Marta Ferrari, directrice par intérim du projet de banque d'UFE de l’AIEA, était sur place pour inspecter l'envoi et signer les documents de livraison. « À cause de la longueur du trajet, il a fallu plus de quatre semaines pour transporter l’UFE jusqu'au site. De nombreux partenaires impliqués dans le projet ont dû se coordonner », dit-elle. « Nous avons ainsi acquis une expérience précieuse et nous pensons bien pouvoir utiliser cette voie d’acheminement lorsqu’un pays demande à être approvisionné en UFE ».
Auparavant, le regretté Yukiya Amano, Directeur général, et le Président du Kazakhstan, Nursultan Nazarbayev, avaient inauguré en août 2017 l'installation d’entreposage d’UFE de l’AIEA à l'usine métallurgique d’Ulba.
La création et l’exploitation de la banque d’UFE de l’AIEA sont entièrement financées par les contributions volontaires des États Membres de l’AIEA et d’autres donateurs à hauteur de 150 millions de dollars É.-U., soit le coût estimé de 20 ans d’exploitation. Les donateurs sont notamment la Nuclear Threat Initiative (NTI), les États-Unis, l’Union européenne, les Émirats arabes unis, le Koweït, la Norvège et le Kazakhstan. Le Kazakhstan contribue également en nature en accueillant la banque d’UFE de l’AIEA.
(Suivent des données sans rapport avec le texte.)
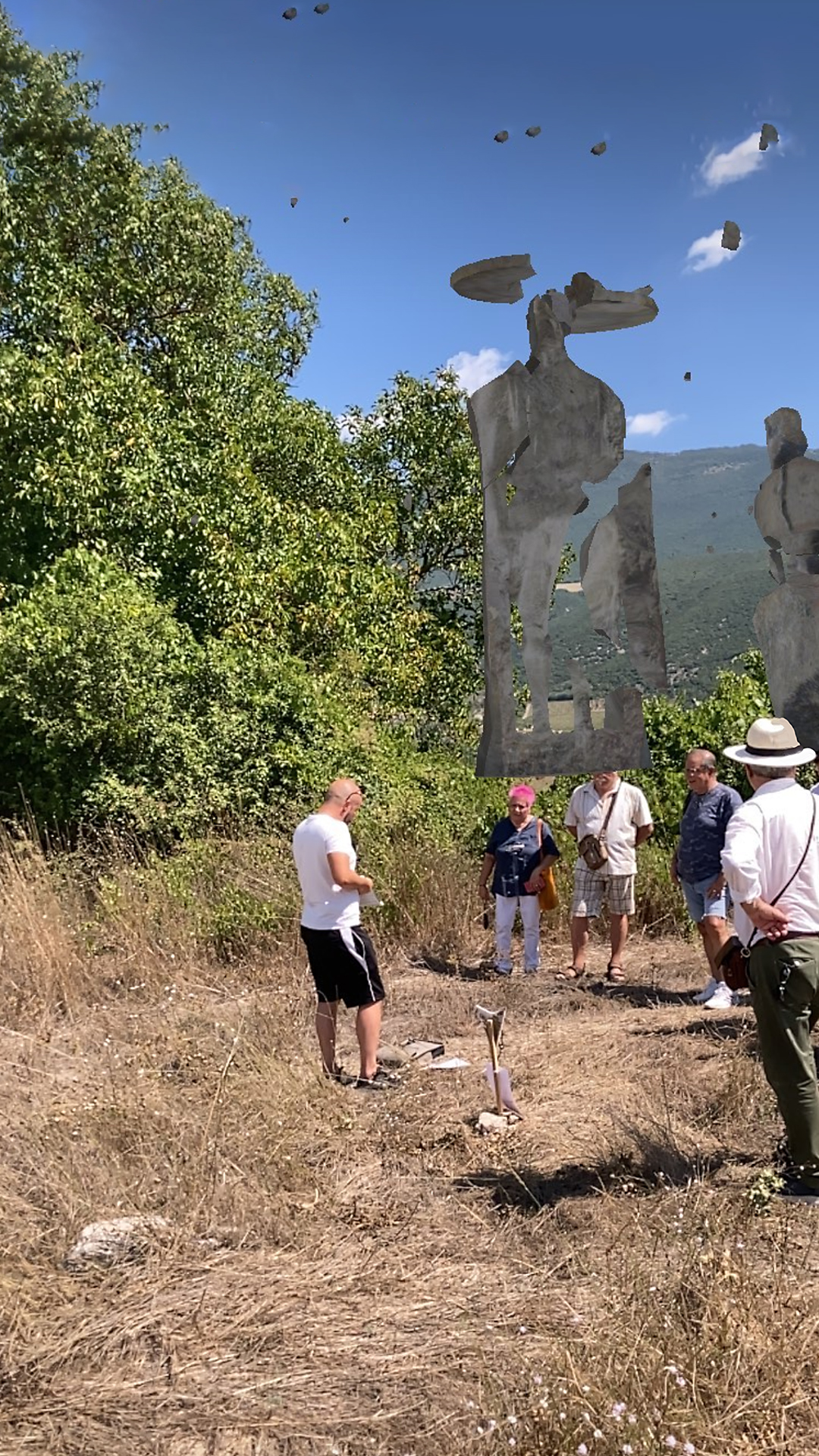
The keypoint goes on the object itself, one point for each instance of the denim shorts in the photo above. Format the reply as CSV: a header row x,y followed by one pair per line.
x,y
698,905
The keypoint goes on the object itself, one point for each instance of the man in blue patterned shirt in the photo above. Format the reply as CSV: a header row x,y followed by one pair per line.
x,y
698,870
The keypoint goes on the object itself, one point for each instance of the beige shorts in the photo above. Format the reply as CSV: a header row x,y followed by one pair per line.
x,y
591,889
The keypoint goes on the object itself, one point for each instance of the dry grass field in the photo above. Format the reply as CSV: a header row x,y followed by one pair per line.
x,y
357,1273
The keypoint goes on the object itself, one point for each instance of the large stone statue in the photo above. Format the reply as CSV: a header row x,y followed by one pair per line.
x,y
787,620
542,428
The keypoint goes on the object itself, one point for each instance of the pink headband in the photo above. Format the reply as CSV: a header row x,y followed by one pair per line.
x,y
522,791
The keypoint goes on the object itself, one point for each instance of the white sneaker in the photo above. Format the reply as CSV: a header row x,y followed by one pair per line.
x,y
708,990
723,999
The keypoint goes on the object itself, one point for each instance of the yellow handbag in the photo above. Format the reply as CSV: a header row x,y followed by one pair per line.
x,y
547,894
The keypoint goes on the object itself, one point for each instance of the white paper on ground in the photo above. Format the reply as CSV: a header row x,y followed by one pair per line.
x,y
504,1088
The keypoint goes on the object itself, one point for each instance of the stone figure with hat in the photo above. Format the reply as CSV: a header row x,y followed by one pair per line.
x,y
771,867
542,430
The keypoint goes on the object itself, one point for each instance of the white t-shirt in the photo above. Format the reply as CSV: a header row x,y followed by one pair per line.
x,y
586,811
327,905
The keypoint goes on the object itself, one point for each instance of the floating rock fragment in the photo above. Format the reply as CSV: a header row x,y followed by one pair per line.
x,y
493,280
598,309
730,237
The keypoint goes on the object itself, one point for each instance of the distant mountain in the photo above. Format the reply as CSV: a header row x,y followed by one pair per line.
x,y
707,604
687,490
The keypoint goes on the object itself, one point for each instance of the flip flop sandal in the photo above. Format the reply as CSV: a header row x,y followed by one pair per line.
x,y
572,973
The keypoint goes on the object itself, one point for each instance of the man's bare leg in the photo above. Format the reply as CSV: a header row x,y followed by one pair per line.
x,y
618,930
327,1014
579,940
368,1031
714,934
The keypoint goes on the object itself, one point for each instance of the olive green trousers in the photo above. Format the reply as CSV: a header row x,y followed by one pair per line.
x,y
784,989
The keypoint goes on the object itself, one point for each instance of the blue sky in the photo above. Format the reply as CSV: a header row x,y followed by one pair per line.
x,y
385,111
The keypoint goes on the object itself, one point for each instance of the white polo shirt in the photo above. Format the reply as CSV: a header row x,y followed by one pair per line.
x,y
327,905
764,843
586,813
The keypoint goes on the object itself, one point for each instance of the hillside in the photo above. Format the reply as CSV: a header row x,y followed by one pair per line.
x,y
708,604
689,488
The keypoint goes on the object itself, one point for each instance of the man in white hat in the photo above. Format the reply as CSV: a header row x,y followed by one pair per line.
x,y
771,865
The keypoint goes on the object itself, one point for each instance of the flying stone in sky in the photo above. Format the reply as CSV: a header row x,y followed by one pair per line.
x,y
730,237
493,280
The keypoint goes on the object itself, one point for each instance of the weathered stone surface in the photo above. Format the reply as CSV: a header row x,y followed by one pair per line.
x,y
576,428
493,280
730,237
493,1123
115,1241
784,437
787,620
560,427
601,309
787,509
618,570
787,629
391,1056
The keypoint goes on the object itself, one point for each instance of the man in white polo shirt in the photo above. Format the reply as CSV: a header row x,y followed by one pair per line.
x,y
340,951
771,865
618,813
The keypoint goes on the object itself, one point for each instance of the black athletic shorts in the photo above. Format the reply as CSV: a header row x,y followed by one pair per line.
x,y
344,965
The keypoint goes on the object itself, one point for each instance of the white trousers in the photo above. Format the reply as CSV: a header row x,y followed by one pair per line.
x,y
504,919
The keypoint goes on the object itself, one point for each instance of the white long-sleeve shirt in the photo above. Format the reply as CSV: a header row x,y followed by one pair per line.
x,y
764,843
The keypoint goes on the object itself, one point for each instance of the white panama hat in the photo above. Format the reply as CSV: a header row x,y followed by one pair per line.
x,y
773,745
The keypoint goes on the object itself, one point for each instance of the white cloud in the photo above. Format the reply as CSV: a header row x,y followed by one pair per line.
x,y
720,168
651,424
479,369
708,253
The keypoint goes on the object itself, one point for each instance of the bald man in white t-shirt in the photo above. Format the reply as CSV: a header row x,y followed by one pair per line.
x,y
341,956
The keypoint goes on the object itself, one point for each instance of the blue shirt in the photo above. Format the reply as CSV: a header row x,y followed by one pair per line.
x,y
516,855
703,833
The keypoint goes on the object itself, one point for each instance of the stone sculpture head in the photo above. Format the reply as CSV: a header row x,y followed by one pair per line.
x,y
786,438
595,430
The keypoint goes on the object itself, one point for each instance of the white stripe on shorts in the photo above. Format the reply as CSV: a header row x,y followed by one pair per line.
x,y
357,952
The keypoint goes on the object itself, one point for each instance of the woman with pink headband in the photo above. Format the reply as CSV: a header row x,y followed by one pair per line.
x,y
518,846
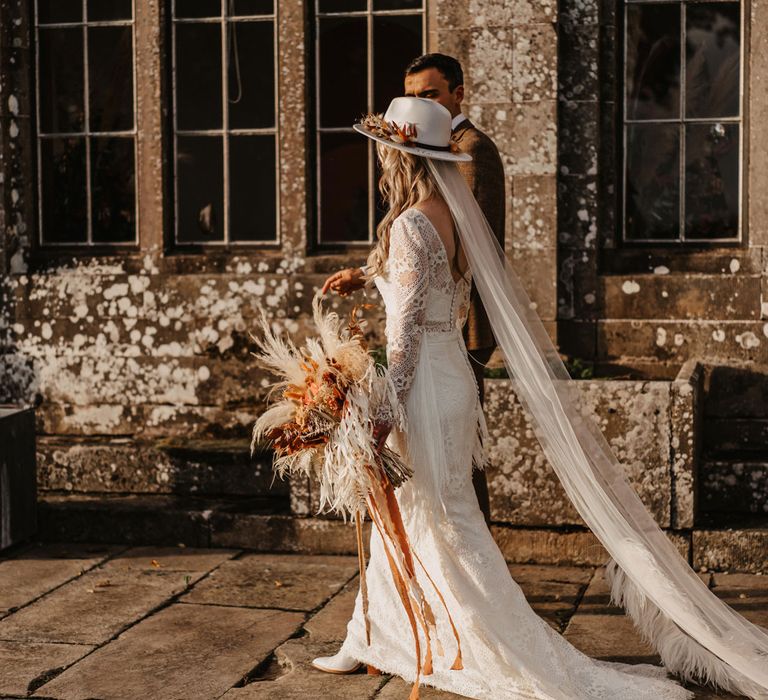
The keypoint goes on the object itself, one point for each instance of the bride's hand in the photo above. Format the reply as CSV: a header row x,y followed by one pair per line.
x,y
344,281
381,432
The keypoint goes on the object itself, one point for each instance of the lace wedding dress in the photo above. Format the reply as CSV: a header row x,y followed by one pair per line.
x,y
508,651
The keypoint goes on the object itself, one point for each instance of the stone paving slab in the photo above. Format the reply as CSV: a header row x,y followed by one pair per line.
x,y
194,652
217,640
746,594
102,602
330,622
23,663
295,679
30,573
398,689
602,631
287,582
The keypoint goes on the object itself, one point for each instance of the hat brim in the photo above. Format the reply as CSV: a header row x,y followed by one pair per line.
x,y
416,150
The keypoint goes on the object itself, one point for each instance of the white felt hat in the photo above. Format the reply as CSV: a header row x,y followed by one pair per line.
x,y
415,125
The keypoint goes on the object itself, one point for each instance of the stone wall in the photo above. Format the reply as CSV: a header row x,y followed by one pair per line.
x,y
154,342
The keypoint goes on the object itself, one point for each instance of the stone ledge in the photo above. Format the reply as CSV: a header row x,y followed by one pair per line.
x,y
190,467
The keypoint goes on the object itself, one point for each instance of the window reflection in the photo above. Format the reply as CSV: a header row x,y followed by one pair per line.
x,y
85,122
653,181
700,200
225,125
346,58
712,180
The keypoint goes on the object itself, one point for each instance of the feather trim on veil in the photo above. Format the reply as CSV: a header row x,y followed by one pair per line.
x,y
698,636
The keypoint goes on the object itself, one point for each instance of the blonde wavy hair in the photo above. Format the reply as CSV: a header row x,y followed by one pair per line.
x,y
405,182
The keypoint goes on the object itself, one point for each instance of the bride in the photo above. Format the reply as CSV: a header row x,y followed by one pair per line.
x,y
431,243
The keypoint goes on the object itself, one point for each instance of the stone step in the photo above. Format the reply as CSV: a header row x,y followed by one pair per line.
x,y
209,468
724,296
161,520
733,489
737,393
736,437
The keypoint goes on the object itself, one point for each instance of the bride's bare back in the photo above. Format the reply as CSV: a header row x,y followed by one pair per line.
x,y
439,215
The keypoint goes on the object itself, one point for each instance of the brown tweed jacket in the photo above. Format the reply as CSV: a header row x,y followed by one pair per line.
x,y
485,176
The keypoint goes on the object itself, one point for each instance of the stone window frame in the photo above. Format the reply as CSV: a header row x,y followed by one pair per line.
x,y
682,120
87,134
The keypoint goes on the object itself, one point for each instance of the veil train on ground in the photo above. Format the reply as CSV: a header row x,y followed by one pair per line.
x,y
697,635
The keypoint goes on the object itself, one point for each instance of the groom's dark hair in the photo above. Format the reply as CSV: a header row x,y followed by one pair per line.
x,y
447,65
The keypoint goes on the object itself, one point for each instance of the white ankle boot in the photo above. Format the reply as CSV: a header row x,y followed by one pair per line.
x,y
339,663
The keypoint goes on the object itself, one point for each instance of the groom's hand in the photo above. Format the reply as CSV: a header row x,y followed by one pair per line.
x,y
345,281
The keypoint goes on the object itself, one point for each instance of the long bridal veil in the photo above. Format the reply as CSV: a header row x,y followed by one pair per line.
x,y
697,635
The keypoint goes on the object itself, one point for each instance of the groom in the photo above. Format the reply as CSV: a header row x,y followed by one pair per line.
x,y
439,77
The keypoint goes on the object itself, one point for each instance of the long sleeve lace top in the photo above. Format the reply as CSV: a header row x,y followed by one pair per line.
x,y
420,294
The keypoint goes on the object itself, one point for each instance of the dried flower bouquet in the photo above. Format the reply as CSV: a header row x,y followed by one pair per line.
x,y
331,394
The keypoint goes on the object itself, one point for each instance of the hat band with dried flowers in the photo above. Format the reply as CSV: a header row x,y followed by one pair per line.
x,y
404,135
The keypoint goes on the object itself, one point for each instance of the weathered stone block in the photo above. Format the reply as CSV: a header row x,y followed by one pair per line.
x,y
534,57
535,268
578,63
526,134
579,11
734,489
735,550
491,77
200,467
577,290
667,296
677,341
532,218
578,126
635,418
577,212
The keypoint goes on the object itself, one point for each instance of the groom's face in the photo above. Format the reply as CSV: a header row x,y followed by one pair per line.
x,y
432,84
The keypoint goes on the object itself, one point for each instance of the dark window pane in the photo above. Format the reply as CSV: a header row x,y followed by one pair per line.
x,y
49,11
252,202
253,7
653,61
63,197
343,72
396,42
61,81
712,180
397,5
113,190
343,188
107,10
197,8
712,60
110,80
200,184
342,5
251,75
198,76
653,181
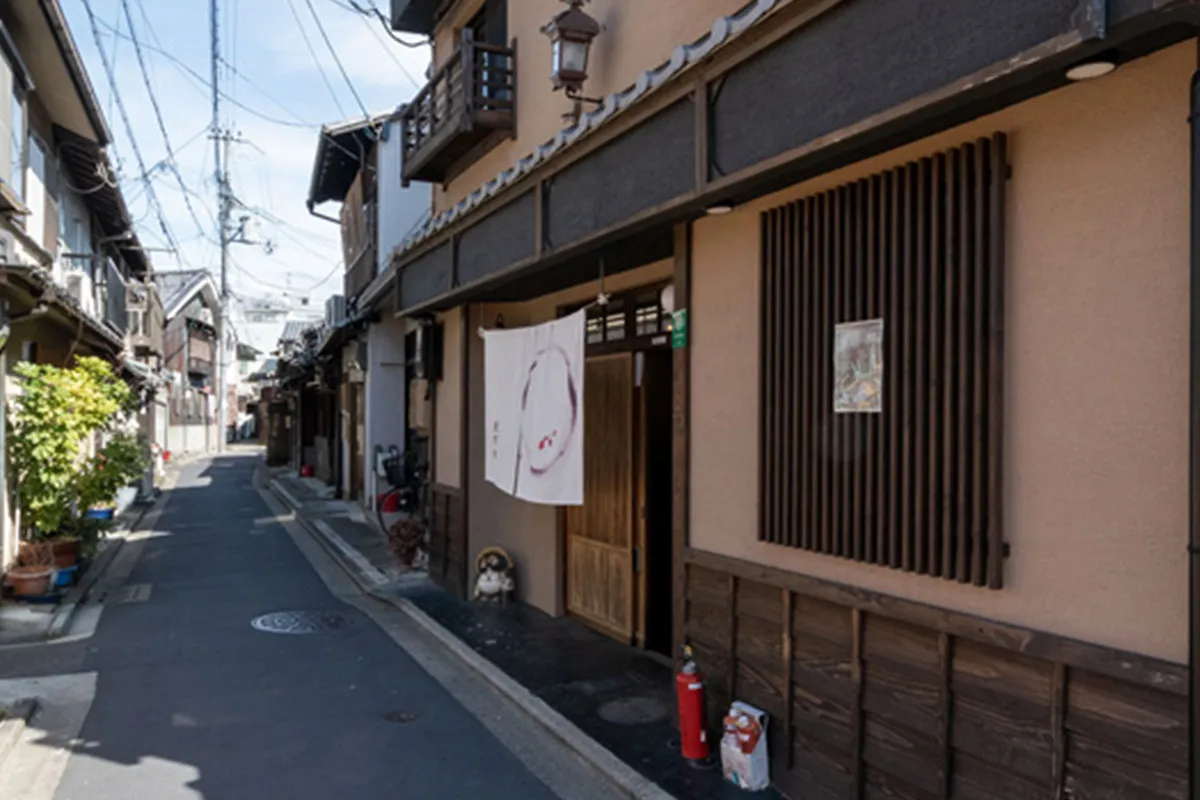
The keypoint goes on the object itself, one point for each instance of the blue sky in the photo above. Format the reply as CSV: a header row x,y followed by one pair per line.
x,y
271,71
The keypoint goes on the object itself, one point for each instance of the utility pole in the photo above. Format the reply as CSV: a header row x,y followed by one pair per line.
x,y
221,172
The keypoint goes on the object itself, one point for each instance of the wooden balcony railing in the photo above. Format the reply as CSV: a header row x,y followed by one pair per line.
x,y
471,97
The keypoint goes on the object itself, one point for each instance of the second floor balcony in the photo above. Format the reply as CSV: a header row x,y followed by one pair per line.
x,y
471,98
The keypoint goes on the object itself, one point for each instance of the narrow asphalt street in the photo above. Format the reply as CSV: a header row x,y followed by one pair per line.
x,y
192,701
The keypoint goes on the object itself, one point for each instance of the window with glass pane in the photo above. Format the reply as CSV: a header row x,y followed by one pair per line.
x,y
615,322
595,329
647,319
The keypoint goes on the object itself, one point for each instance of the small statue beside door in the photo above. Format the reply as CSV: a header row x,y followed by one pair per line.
x,y
493,576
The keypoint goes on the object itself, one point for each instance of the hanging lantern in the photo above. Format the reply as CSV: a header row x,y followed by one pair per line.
x,y
570,34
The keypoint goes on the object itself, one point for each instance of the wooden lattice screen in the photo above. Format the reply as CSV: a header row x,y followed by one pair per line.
x,y
916,483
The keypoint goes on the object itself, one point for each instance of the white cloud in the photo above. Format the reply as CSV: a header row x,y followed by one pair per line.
x,y
271,168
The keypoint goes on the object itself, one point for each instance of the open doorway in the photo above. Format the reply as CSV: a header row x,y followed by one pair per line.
x,y
618,543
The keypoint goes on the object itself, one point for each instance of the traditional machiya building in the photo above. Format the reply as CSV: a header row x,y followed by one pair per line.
x,y
889,411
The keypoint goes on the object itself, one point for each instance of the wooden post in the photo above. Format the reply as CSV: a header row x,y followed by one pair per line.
x,y
681,414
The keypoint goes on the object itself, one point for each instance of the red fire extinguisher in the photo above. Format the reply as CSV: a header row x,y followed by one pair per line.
x,y
690,696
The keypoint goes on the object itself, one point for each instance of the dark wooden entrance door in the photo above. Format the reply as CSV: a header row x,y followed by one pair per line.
x,y
600,534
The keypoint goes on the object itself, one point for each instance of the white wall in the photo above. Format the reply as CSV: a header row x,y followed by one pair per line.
x,y
385,402
400,209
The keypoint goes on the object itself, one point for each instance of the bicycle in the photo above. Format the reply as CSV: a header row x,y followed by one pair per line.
x,y
408,476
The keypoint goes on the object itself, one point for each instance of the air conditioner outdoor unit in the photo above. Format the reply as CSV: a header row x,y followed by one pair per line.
x,y
335,311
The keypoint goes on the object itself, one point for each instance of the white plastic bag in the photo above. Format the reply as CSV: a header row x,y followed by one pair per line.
x,y
744,761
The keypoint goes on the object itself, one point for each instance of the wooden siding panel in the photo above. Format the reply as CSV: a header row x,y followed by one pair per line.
x,y
868,704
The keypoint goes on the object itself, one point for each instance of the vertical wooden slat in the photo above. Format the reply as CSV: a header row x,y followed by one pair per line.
x,y
859,728
823,423
767,348
774,368
921,353
949,366
1059,729
732,677
763,378
873,486
791,332
893,367
964,396
808,379
786,672
999,176
945,713
979,361
933,322
837,316
856,426
906,366
781,445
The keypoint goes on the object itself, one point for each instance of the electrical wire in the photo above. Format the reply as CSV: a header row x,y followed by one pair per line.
x,y
172,162
333,52
151,196
208,86
316,60
259,281
367,19
373,11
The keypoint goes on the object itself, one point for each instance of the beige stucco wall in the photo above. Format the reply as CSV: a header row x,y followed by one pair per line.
x,y
637,36
528,531
1096,376
448,437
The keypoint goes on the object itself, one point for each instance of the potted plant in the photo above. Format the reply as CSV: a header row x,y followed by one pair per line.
x,y
55,414
30,581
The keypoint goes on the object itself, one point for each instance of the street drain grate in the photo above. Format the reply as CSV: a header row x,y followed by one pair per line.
x,y
297,623
135,593
634,710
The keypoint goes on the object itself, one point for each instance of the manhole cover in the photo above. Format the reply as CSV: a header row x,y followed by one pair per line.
x,y
300,623
634,710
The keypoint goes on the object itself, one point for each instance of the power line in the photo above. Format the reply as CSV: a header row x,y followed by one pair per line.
x,y
205,84
172,161
259,281
373,11
153,198
333,52
316,60
366,17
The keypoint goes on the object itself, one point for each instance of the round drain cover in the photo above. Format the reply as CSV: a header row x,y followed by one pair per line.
x,y
634,710
300,623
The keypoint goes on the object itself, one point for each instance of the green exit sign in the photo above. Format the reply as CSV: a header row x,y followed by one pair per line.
x,y
679,329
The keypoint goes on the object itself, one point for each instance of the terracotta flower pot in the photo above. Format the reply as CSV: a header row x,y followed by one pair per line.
x,y
66,553
30,581
36,554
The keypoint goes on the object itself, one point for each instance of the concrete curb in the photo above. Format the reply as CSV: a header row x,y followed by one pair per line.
x,y
633,782
66,611
13,725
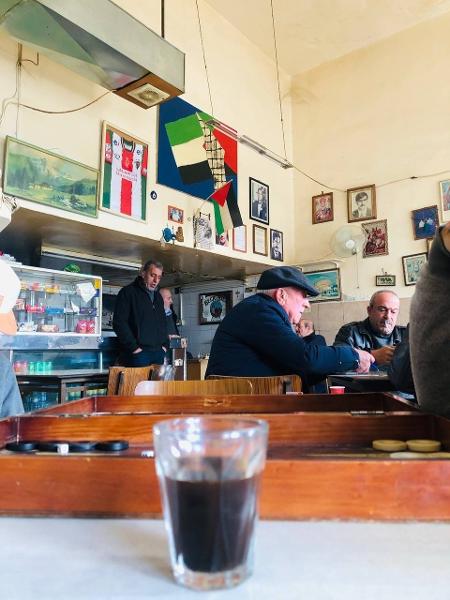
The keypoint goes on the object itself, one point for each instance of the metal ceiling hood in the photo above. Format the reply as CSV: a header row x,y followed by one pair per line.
x,y
101,42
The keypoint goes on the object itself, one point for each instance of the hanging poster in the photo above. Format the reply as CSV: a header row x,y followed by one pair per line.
x,y
124,174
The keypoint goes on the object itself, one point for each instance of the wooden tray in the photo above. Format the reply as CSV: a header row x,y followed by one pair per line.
x,y
320,466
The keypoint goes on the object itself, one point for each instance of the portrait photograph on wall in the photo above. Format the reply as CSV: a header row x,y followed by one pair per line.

« Je remercie les donateurs pour leurs généreuses contributions qui ont rendu possible ce projet, ainsi que le Kazakhstan, la Chine et la Fédération de Russie pour leur précieuse coopération », a dit Cornel Feruta.
Contexte
En décembre 2010, le Conseil des gouverneurs de l’AIEA a décidé de mettre en place la banque d’uranium faiblement enrichi de l’AIEA, mécanisme d’assurance de l’approvisionnement en dernier recours pour les États Membres faisant face à une rupture d’approvisionnement du fait de circonstances exceptionnelles et ne pouvant se procurer de combustible nucléaire sur le marché commercial, par des arrangements entre États ni par d'autres moyens. Il s'agit d'une réserve physique de 90 tonnes d’UFE, ingrédient essentiel pour produire le combustible destiné aux centrales nucléaires.
D'autres mécanismes d’assurance de l’approvisionnement ont été mis en place avec l’approbation de l’AIEA, notamment une réserve physique garantie d’UFE gérée par la Fédération de Russie au Centre international d’enrichissement d’uranium d'Angarsk (Fédération de Russie) et une garantie d’assurance de l’approvisionnement donnée par le Royaume-Uni pour les services d’enrichissement d’UFE.
Il y a environ 450 réacteurs nucléaires de puissance en service dans le monde, qui assurent près de 10 % de la production mondiale d’électricité et un tiers de la production totale d’électricité à faibles émissions de carbone. Cinquante-cinq réacteurs nucléaires de puissance sont en construction.